Herbs and Healers....

Herbs and Healers from the Ancient Mediterranean through the Medieval West: Essays in Honor of John M. Riddle edited by Anne Van Arsdall and Timothy Graham. Farnham, England: Ashgate; 2012. Hardcover, 377 pages. ISBN: 978-1-4094-0038-7. $124.96.

John Riddle, PhD, a professor in the department of history at North Carolina State University, is the author of three books on the relationship between plants and sexuality in human history,1-3 a relatively uncharted area of investigation. In these books, Dr. Riddle claims that plant-based contraception was widespread in pre-modern times, and that this knowledge — systematically removed from medicinal treatises and herbal books because of political and/or religious reasons — still lingers in folk medicine.
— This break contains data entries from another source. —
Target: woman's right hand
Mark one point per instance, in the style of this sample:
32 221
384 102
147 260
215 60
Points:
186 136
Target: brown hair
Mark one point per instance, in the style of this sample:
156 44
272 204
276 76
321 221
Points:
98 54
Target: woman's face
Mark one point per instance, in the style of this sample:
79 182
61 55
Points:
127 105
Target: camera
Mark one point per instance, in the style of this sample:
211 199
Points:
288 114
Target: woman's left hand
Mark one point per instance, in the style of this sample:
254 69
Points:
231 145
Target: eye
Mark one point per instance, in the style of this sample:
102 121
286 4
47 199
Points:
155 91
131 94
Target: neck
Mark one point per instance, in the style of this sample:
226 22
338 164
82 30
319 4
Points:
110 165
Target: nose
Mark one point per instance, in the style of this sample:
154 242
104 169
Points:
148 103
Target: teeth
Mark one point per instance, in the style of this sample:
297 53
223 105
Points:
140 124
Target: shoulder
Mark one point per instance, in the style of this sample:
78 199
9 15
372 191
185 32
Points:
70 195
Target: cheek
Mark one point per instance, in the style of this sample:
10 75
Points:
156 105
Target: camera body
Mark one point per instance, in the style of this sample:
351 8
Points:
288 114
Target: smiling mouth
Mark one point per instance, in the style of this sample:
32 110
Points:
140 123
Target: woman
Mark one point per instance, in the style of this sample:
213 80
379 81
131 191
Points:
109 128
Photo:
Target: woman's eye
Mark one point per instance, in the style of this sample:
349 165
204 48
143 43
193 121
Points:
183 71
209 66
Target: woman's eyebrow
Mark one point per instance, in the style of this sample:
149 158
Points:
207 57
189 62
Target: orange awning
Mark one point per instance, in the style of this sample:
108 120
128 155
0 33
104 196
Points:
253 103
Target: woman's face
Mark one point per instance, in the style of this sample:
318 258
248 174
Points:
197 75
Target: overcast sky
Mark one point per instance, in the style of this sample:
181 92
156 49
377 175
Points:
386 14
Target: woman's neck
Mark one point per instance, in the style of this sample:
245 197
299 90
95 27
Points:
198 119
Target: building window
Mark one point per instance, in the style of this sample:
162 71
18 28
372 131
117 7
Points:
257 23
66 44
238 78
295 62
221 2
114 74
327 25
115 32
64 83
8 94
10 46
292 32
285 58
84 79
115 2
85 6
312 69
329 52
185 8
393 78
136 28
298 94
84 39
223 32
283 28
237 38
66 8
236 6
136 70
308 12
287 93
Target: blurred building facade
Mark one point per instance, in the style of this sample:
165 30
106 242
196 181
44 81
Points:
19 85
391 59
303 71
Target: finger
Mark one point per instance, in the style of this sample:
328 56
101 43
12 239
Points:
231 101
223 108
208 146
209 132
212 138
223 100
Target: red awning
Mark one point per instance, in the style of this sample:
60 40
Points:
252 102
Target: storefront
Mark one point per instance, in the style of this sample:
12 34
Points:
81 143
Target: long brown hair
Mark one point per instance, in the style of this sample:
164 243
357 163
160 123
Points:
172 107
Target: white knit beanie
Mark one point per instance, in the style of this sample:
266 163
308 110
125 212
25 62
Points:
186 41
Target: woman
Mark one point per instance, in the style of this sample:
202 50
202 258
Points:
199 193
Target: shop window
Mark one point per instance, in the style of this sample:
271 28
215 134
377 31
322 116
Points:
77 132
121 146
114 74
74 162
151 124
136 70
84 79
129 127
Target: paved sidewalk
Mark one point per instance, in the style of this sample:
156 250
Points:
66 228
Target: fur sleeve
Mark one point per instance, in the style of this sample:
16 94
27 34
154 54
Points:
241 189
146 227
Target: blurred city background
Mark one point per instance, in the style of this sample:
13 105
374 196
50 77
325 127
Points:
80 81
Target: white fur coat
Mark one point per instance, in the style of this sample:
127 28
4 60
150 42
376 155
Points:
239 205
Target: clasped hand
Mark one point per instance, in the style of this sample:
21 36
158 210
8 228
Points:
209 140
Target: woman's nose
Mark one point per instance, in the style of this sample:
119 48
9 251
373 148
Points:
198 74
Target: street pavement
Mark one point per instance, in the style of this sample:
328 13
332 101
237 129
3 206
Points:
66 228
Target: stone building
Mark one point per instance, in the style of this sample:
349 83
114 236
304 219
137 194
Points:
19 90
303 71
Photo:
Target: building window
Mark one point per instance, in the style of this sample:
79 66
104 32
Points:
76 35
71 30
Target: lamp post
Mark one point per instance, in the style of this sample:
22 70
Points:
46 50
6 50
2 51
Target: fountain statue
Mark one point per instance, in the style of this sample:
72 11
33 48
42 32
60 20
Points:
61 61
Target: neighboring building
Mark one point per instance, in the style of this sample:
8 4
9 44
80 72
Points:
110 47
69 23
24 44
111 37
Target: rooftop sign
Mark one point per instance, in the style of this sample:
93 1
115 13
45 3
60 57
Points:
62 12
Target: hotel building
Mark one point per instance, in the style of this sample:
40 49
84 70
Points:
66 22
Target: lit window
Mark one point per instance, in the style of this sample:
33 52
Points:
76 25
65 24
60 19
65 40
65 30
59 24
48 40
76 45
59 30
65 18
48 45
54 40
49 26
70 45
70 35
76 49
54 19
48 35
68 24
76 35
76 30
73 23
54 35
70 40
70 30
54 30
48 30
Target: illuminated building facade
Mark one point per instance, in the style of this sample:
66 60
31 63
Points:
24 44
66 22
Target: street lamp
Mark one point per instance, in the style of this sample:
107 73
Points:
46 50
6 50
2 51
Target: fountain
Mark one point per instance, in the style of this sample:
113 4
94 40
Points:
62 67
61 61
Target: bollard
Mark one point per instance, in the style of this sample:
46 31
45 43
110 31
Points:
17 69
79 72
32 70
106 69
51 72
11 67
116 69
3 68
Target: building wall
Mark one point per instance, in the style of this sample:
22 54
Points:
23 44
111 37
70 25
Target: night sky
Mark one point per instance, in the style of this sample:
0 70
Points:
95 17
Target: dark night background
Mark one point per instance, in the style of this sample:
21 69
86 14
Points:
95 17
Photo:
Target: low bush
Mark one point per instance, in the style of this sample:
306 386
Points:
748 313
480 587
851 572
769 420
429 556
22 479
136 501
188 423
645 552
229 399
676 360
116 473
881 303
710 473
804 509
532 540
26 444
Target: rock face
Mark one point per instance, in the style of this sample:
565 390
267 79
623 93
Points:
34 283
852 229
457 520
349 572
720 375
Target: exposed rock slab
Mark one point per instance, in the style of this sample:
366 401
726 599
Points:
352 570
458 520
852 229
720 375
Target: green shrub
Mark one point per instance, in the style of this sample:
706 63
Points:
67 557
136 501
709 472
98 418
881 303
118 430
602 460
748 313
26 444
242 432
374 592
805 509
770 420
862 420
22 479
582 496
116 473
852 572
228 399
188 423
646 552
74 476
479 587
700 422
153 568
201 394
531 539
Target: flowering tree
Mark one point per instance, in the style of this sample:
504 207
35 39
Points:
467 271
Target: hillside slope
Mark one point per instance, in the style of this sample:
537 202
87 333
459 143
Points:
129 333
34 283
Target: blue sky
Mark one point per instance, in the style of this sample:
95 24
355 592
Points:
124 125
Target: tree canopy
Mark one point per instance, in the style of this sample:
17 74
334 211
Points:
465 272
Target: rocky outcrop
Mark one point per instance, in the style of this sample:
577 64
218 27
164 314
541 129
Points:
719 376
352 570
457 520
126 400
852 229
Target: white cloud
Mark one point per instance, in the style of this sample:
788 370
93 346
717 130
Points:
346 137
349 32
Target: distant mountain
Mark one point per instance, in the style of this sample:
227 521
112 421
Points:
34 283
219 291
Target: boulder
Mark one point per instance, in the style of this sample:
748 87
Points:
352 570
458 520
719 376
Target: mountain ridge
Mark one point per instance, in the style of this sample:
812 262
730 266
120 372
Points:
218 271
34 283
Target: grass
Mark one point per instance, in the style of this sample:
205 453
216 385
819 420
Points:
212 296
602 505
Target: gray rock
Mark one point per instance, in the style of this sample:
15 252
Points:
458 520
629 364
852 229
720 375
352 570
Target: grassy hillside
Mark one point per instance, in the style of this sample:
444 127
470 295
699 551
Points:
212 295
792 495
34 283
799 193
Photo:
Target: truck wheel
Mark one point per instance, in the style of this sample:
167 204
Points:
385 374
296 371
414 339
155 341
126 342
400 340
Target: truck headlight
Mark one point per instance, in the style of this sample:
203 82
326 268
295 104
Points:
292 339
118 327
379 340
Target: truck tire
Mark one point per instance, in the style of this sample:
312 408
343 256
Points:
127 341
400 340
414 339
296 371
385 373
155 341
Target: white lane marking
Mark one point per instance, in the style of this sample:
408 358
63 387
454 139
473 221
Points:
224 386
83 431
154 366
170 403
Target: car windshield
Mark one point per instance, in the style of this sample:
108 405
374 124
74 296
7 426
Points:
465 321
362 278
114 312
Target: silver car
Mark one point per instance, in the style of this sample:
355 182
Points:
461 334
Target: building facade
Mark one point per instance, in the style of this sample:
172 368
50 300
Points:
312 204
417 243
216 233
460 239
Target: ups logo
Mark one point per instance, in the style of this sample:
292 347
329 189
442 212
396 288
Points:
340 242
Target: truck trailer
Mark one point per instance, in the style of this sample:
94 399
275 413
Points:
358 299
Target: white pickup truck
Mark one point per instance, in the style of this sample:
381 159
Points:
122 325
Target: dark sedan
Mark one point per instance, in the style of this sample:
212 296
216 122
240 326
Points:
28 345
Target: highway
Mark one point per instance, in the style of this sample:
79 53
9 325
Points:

This view was dismissed as basically unproven by many historians, and, because the ancients had very vague ideas on the biology of human reproduction, it will remain controversial due to the difficult interpretation of existing texts. Nevertheless, the combination of history, medicine, and pharmacy that characterizes Dr. Riddle’s previous works makes them compelling and enjoyable, and they stand as an important contribution to the study of ancient medical treatises. Dr. Riddle has tried to read the ancient medical literature through the glass of contemporary medicine and pharmacy, and this book honors his work with a series of 11 essays on plant medicine in the ancient and medieval Mediterranean area. Only one of them is directly related to Dr. Riddle’s trilogy on plants and human sexuality, with the others addressing either general methodological issues or some specific topics related to various aspects of his scholarly productions.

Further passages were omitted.